F=[implies(pos,I== 0)];

F=F+[sum(pos)==2];   %so two I==0, no cables

 

 

F=F+[(c*(I.^2)')./d' <= 1];

F=F+[sort(I)==desired];    

F=F+[0<=I<=600];   

F=F+[1<=Ibase<=600];

 

sol=optimize(F,f);

I=value(I)  

pos=value(pos)

 

I find I only can get the value of 516. Could you tell me how can I change my code to get the value 476?

 

Thank you very much,

Best Regards,

Bin

[Johan Löfberg]

You will have to ask a much more specific YALMIP or modelling question, just not "here is my model I thought I would get some other solution"

[bin sun]

I use brute force method at first and I find that for different arrangements I have different largest current. 

So I want to automatically find these value.

So I introduce the decision variable pos, when pos==1, I==0, means no cable here. And my objective is -sum(I);

So I think I should get the value 516 and I exactly get it, which means the method is correct.

But when I try to get the value 476, I have no idea how to solve it. If I still use  -sum(I) it will still give me the largest value for best arrangement. But I prefer the largest value for worst arrangement.

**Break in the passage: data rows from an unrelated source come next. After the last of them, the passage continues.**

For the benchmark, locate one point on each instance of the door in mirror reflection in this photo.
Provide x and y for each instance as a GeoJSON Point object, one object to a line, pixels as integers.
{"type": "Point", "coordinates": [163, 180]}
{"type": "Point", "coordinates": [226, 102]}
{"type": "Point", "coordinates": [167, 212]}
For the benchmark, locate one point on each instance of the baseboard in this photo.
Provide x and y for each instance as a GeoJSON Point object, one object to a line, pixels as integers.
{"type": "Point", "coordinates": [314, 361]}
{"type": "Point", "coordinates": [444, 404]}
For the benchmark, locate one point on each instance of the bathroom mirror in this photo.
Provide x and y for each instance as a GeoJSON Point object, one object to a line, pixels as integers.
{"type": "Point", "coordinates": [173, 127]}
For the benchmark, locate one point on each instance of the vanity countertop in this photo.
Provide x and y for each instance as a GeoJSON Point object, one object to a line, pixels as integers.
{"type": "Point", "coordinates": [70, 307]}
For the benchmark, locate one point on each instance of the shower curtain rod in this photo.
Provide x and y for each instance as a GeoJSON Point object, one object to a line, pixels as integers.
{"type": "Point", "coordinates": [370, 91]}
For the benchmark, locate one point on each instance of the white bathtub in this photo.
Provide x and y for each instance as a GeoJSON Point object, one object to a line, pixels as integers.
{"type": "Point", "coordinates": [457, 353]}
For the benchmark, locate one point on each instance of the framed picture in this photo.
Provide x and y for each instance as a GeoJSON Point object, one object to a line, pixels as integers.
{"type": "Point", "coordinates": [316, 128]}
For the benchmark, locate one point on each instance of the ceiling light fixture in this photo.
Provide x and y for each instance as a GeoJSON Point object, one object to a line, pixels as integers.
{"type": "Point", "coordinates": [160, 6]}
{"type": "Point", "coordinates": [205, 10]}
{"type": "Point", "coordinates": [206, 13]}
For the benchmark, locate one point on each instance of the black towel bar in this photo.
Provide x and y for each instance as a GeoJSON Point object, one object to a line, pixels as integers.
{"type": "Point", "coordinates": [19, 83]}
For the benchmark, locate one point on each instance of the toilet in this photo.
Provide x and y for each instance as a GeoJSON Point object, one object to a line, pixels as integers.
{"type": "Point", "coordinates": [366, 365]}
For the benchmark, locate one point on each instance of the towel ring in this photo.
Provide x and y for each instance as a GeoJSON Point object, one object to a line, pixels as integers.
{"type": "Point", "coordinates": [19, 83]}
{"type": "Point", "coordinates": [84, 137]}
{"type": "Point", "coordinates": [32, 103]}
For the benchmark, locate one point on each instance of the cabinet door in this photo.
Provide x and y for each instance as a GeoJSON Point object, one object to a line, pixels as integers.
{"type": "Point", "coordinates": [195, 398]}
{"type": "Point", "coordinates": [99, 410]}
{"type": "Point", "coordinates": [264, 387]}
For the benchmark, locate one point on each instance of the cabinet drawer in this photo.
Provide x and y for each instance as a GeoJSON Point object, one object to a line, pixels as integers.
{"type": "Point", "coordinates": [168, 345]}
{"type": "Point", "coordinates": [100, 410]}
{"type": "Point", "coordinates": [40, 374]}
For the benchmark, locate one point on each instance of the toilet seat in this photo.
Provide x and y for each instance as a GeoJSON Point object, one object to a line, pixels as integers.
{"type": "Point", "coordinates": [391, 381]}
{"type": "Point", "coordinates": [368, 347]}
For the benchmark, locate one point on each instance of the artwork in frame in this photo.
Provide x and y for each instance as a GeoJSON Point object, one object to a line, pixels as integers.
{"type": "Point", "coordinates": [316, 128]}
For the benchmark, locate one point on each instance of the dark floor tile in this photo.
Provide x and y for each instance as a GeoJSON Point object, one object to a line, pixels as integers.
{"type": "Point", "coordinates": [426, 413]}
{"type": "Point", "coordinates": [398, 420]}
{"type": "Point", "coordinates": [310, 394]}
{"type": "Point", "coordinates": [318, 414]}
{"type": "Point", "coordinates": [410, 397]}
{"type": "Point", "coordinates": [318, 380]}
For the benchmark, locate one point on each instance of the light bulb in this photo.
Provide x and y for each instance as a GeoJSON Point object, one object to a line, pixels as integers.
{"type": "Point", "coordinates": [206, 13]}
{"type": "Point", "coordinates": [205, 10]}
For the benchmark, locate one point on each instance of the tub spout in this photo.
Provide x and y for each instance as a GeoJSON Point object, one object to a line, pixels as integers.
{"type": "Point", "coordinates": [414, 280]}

I know you are very familiar with optimization. Do you have any idea about how to get the 476 value? Just an idea is enough. For example, should I introduce another decision variable?

Thank you very much,

Best,

Bin

[Johan Löfberg]

??

If you maximize, you will of course get the maximum solution. Why/how can you expect anything else? If you want something else, you will have to change the objective accordingly

[bin sun]

The problem is when I try to find 516, the final objective(find largest value among all configurations) and each step objective(find largest value for each configuration) is the same. Both the find the largest value.

But when I try to find the 476, the final objective(find smallest value among all configurations) and each step objective(find largest value for each configuration) is opposite.

[bin sun]

Because when I finish the maximize, the result is known to all. But the 476 value is nobody know and very useful for practice.

[Johan Löfberg]

How do you mean you try to find? At the moment, you maximize sum(f) (minimize -sum(f)) and thus you find the maximum solution.  What do you optmize to find the "476" solution, and what do you get instead?

[bin sun]

The 516 result is known to all. But the 476 value is nobody know and very useful for practice. So I want to use code to get this value. But I don't know how to find the 476 solution. 

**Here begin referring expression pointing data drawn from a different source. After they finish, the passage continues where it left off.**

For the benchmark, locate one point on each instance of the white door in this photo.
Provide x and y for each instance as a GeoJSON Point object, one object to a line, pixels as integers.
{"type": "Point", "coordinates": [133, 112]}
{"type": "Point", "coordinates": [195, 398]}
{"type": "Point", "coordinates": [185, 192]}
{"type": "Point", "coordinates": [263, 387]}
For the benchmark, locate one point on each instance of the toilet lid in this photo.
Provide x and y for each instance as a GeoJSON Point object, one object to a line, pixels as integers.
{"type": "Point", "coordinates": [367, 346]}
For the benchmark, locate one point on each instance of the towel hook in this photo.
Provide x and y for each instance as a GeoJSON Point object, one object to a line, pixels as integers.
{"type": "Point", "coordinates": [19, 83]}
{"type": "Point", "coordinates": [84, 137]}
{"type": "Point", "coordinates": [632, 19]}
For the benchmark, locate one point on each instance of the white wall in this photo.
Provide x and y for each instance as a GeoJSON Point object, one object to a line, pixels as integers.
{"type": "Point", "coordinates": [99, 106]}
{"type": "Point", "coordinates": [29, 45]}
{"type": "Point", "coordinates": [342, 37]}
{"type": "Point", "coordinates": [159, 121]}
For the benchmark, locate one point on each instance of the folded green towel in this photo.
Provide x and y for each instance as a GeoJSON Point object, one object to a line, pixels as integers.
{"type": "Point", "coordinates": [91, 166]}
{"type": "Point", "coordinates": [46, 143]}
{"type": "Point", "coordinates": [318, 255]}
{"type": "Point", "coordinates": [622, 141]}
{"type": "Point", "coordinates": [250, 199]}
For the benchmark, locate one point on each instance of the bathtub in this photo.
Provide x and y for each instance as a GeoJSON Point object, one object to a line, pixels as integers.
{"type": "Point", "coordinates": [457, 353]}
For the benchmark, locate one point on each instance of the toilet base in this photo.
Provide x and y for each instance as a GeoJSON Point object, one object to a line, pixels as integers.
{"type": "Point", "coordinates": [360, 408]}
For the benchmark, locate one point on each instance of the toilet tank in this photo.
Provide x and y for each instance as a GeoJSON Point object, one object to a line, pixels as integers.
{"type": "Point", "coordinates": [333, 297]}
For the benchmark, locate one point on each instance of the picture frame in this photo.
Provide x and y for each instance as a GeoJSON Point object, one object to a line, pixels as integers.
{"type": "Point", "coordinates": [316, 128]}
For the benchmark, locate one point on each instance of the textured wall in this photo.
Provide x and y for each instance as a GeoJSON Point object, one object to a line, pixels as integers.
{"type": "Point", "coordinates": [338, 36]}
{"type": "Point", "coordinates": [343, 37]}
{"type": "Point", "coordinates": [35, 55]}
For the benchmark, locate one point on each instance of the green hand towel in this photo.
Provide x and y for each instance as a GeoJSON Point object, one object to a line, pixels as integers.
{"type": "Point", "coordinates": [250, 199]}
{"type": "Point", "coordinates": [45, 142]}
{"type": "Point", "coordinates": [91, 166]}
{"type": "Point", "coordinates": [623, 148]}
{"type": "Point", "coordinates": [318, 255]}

The final objective(find smallest value among all configurations) and each step objective(find largest value for each configuration) is opposite. So I don't know how to write the code. 

I think three methods might be useful: 1. change objective to f=sum(I); but it give me -516. So it's wrong.

                                                          2. divide the code to two parts: 1. find find largest value for each configuration; 2. find the smallest value among step one. But have not idea how to do this.

                                                           3. add new decision variables

I think the method 2 should be best. But I can only think the method is brute force like the code at the beginning. But this is not optimization and it waste lots of time when I have more available positions.

[Johan Löfberg]

If you minimize sum(I), you cannot get the objective -516. You have a constraint I>=0, hence a trivial lower bound is 0.

[bin sun]

Yeah, that make sense. 

Do you have any idea about how to get the value 476? Like maybe use another decision variable will be useful? I really think about it the whole week but still have no idea until now.

Or

I can't have an optimization problem that the final objective(find smallest value among all configurations) and each step objective(find largest value for each configuration) is opposite. 

Thank you very much for your help,

Best,

Bin

[Johan Löfberg]

It is not clear what the problem is.

You wanted maximum so you maximized the objective and got what you wanted. Now you want to minimal solution instead, so what stops you from minimizing objective instead?

[bin sun]

Because in order to get 476, this optimization includes two steps.

The first step is to find the largest value for each configuration. which is finished by: f=-sum(I); and F=F+[(c*(I.^2)')./d' <= 1];. Using this objective function and this constraint, I can get the largest value for each configuration and even the largest value for all possible configurations.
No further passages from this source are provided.